Cosa ha detto Mario Frigerio?
«Siccome aveva la gola tagliata e la voce flebile, mi posi il problema di far sentire quello che il Frigerio diceva. Per cui, a un certo punto, dissi: “Oltre alle domande ripeterò le parole e le riposte del Frigerio, per renderle più comprensibili”».
A un certo punto lei chiede al Frigerio se conoscesse il suo vicino di casa Olindo Romano?
«Sì, perché uno degli interessi era sapere se conoscesse il suo vicino. E lui mi disse che lo conosceva e mi disse che se lo avesse visto sarebbe stato in grado di riconoscerlo. Il colloquio stava per terminare e, a quel punto, Frigerio mi chiese del perché gli avessi chiesto di Olindo Romano. Gli risposi che volevo sapere se lo conosceva, poi gli chiesi del perché di quella domanda. A quel punto lui, piangendo, disse che il suo assassino poteva essere Olindo Romano. La cosa scosse un po’ tutti, così gli chiesi se potesse essere Olindo Romano o se non potesse essere Olindo Romano.

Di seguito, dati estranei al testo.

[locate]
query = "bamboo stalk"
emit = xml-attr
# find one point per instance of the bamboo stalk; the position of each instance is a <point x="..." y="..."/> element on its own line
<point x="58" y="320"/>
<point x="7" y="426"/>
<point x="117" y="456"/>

E il Frigerio disse che poteva essere l’Olindo, che era l’Olindo… A quel punto abbiamo interrotto il colloquio investigativo, perché non era corretto andare avanti, in quanto la cosa era troppo delicata».
Ancora oggi le viene contestato il fatto che Frigerio non ha mai fatto il nome di Olindo Romano? Lei non l’ha indotto a dire il nome di Olindo?
«Ma no, certo che no! Che senso avrebbe avuto? Ci ha sorpreso, soprattutto, il pianto».
La difesa contesta ancora il fatto che gli altri due ufficiali non abbiano voluto firmare quel verbale…
«L’annotazione solitamente la fa un ufficiale di polizia giudiziaria. Perché è stata fatta l’annotazione? Perché c’era già l’intercettazione e, quindi, il verbale vero e proprio era quello dell’intercettazione».